AWX fails to deploy on OpenShift when using project persistence
ISSUE TYPE
- Bug Report
SUMMARY
When setting spec.projects_persistence: true the operator fails to deploy AWX on OpenShift.
ENVIRONMENT
- AWX version: 19.4.0
- Operator version: 0.14.0
- Kubernetes version: 1.21
- AWX install method: OKD 4.8
STEPS TO REPRODUCE
- Install AWX Operator on OpenShift
- Apply configuration using
spec.projects_persistence: true
EXPECTED RESULTS
AWX deploys and is available.
ACTUAL RESULTS
AWX fails to deploy. The ReplicaSet gives the following error message: "Error creating: pods "awx-65c446586f-" is forbidden: unable to validate against any security context constraint: [provider "anyuid": Forbidden: not usable by user or serviceaccount, provider restricted: .spec.securityContext.fsGroup: Invalid value: []int64{1000}: 1000 is not an allowed group, provider "nonroot": Forbidden: not usable by user or servic eaccount, provider "hostmount-anyuid": Forbidden: not usable by user or serviceaccount, provider "machine-api-termination-handler": Forbidden: not usable by user or serviceaccount, provider "hostnetwork": Forbidden: not usable by user or serviceaccount, provider "hostaccess": Forbidden: not usable by user or serviceaccount, provider "node-exporter": Forbidden: not usable by user or serviceaccount, provider "privileged": Forbidden: not usable by user or serviceaccount]"
ADDITIONAL INFORMATION
awx-config.yaml (with minor redactions):
apiVersion: awx.ansible.com/v1beta1
kind: AWX
metadata:
name: awx
namespace: awx
spec:
service_type: nodeport
ingress_type: route
hostname: awx.apps.dev.example.com
postgres_image: bitnami/postgresql
redis_image: bitnami/redis
postgres_storage_class: ovirt-csi-sc
ldap_cacert_secret: idm-ca
bundle_cacert_secret: idm-ca
projects_persistence: true
projects_storage_class: ovirt-csi-sc-hdd
---
apiVersion: v1
kind: Secret
metadata:
name: idm-ca
namespace: awx
data:
bundle-ca.crt: |
[redacted]
ldap-ca.crt: |
[redacted]
AWX-OPERATOR LOGS
None at the moment, can provide later if required.

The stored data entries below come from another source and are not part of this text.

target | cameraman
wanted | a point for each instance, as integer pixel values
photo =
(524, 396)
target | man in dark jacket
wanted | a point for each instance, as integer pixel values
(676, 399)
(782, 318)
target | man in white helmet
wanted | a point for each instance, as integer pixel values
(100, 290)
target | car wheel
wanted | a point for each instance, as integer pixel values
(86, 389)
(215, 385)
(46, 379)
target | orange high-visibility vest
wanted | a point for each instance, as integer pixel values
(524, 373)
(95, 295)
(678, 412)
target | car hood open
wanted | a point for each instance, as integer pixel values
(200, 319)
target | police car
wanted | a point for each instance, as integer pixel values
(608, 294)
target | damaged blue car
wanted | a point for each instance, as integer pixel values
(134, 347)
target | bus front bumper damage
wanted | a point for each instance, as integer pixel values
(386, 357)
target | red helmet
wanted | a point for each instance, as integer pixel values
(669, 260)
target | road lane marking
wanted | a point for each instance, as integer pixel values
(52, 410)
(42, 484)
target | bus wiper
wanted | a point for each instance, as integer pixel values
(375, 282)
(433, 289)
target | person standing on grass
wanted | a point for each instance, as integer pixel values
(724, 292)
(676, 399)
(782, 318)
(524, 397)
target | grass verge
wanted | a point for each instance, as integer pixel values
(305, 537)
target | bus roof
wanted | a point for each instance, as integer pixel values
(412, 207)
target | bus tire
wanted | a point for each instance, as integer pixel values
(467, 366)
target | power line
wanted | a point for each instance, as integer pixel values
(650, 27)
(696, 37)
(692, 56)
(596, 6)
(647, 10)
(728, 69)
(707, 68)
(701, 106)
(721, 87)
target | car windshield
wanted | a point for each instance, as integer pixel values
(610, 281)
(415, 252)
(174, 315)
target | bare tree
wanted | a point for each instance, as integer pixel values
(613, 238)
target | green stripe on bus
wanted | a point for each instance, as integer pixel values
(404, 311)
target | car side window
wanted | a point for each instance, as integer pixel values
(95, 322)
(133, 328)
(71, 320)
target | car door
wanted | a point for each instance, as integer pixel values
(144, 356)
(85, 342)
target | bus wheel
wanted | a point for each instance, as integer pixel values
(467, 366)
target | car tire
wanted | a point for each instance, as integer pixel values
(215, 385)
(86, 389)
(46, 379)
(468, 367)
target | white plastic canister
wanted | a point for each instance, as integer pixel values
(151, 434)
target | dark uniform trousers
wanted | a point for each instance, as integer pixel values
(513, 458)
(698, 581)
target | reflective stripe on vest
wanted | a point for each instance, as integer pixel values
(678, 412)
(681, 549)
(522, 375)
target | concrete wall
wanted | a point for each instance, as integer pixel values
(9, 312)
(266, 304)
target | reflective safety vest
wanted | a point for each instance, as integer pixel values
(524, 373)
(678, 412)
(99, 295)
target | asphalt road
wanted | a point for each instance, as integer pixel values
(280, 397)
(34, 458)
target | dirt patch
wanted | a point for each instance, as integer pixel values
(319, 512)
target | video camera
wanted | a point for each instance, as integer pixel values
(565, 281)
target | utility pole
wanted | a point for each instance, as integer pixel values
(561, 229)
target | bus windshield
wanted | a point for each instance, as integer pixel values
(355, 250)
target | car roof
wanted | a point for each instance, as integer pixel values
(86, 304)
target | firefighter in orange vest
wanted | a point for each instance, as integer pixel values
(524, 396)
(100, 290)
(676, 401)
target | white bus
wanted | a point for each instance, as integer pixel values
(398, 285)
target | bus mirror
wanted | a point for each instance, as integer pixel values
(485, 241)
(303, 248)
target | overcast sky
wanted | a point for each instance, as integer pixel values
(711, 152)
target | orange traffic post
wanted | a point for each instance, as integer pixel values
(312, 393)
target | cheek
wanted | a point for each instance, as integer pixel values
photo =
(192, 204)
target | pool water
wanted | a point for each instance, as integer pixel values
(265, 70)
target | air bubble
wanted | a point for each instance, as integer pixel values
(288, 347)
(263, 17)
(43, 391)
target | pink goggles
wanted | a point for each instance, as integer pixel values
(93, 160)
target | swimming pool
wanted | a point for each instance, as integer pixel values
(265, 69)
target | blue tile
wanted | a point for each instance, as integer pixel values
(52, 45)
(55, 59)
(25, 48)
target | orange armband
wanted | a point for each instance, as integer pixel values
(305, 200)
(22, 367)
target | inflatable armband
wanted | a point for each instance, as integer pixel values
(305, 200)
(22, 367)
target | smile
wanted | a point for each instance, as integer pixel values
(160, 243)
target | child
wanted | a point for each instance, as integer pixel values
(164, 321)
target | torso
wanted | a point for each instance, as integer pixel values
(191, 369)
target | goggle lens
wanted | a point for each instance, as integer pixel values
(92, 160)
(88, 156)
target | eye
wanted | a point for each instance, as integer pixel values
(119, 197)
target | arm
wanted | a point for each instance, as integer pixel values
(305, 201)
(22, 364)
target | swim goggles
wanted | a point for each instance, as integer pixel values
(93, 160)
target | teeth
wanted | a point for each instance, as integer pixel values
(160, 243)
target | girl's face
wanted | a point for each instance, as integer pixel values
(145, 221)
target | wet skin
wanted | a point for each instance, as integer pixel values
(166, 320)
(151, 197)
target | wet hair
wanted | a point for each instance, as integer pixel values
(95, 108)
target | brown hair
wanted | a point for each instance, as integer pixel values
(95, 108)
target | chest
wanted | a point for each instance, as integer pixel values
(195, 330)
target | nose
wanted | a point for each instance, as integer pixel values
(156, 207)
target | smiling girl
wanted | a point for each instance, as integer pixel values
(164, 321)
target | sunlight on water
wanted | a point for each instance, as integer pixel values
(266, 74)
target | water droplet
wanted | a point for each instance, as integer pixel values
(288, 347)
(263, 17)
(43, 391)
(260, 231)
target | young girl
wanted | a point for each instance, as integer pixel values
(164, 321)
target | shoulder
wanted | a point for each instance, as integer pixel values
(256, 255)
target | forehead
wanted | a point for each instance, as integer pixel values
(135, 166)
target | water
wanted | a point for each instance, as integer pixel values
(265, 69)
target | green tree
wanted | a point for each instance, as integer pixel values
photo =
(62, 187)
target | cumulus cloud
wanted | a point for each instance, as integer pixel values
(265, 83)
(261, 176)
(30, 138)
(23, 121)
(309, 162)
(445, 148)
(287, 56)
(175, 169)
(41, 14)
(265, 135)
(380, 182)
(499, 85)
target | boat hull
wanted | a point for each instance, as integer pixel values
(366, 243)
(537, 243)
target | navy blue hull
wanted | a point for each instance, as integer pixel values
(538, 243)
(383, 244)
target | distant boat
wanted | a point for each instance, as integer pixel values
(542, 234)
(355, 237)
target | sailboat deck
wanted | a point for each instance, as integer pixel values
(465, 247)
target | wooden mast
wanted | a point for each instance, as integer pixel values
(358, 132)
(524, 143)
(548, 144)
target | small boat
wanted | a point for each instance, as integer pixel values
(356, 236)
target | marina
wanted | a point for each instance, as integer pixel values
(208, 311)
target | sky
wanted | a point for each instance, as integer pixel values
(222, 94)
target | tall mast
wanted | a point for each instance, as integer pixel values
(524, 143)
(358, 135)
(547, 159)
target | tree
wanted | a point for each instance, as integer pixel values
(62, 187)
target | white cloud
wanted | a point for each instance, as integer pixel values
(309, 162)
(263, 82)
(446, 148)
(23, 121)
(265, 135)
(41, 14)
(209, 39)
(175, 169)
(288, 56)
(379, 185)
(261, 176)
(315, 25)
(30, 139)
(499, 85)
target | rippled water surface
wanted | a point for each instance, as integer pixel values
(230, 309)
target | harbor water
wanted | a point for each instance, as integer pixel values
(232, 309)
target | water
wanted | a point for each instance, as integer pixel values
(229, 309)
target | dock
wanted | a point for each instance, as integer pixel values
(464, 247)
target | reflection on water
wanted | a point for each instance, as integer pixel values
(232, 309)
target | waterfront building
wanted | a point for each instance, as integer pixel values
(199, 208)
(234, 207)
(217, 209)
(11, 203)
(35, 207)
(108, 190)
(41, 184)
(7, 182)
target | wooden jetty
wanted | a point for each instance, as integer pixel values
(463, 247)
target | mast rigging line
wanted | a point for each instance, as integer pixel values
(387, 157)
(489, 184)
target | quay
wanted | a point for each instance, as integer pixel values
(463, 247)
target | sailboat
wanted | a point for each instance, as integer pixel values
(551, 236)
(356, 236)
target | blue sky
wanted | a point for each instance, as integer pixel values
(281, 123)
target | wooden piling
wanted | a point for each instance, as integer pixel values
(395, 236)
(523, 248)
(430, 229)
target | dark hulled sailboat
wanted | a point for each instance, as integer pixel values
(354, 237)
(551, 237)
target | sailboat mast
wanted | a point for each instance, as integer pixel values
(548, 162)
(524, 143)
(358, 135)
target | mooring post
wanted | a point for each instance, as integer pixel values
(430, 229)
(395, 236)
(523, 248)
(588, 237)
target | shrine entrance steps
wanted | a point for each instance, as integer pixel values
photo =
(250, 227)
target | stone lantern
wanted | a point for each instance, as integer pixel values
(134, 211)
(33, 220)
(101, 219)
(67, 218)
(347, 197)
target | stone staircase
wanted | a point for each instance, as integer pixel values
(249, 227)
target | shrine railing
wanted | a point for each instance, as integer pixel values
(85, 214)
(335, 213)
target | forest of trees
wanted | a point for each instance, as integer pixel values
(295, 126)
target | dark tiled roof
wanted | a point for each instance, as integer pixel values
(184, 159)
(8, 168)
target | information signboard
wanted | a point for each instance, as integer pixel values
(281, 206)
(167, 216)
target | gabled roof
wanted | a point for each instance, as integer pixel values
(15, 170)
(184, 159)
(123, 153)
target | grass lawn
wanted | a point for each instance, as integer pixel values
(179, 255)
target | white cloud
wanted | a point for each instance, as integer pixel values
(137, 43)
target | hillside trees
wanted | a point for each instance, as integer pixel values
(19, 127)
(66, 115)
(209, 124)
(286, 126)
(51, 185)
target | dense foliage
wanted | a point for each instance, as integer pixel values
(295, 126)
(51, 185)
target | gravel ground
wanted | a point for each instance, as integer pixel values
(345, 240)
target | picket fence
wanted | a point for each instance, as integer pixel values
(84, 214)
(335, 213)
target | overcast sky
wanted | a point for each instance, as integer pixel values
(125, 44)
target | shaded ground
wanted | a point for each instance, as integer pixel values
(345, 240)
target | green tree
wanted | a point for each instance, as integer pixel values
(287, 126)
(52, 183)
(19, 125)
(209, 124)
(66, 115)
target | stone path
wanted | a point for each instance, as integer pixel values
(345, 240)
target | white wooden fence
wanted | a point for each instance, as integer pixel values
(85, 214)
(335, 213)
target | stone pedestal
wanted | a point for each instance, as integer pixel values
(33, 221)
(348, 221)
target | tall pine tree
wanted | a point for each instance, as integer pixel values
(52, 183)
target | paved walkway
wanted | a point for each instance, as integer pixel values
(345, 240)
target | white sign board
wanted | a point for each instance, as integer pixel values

We think this is the problem line https://github.com/ansible/awx-operator/blob/d1d6785b7dc704fe6e0093eef680d4a849b20f90/roles/installer/templates/deployment.yaml.j2#L316 but don't know what we need to do to resolve it.
You need to define scc for the application.
@mrcetinel As I understand it, OpenShift will create a group and user when necessary. Is there a reason the fsGroup needs to be 1000? There's more than one case I've encountered where simply removing that line fixes the issue. I did try giving both the default and awx users privileged SCC roles but that didn't help either.
As far as what can be done to fix it, would adding a 'is-openshift" flag to the config be appropriate to disable this? Or possibly a securityGroup override?
@gjsmo The one of the easiest way to define scc anyiud for default service account. The privileged scc will not help you. Also it is not possible to define custom service account this is why we need to define anyuid scc to default service account.
I think that will solve your problem.
But if you will set persistence to true and use NFS you will hit this issue. #532 I opened this issue but there is not any solution provided until now. So we are not using persistent volume anymore.
On the otherside it is not a requirement to use persistent volume for AWX. The only advantage that will speed up the process of pulling the repositories from Git server.
$ oc adm policy add-scc-to-user anyuid -z default
- Please keep on your mind. This is not advised by RH but I do not see any side affects. You can restrict the project/namespace for experienced colleagues.
@mrcetinel That doesn't seem to work unfortunately, maybe I'm missing something. I add the SCC, update the AWX resource, and the operator creates the PVC but still cannot create the pod. The error is the same.
According to the docs on SCCs privileged is the most relaxed SCC and should allow running with any UID/GID. I'm still curious about if the fsGroup is required at all - OpenShift should provision a UID/GID for the application with no specification needed.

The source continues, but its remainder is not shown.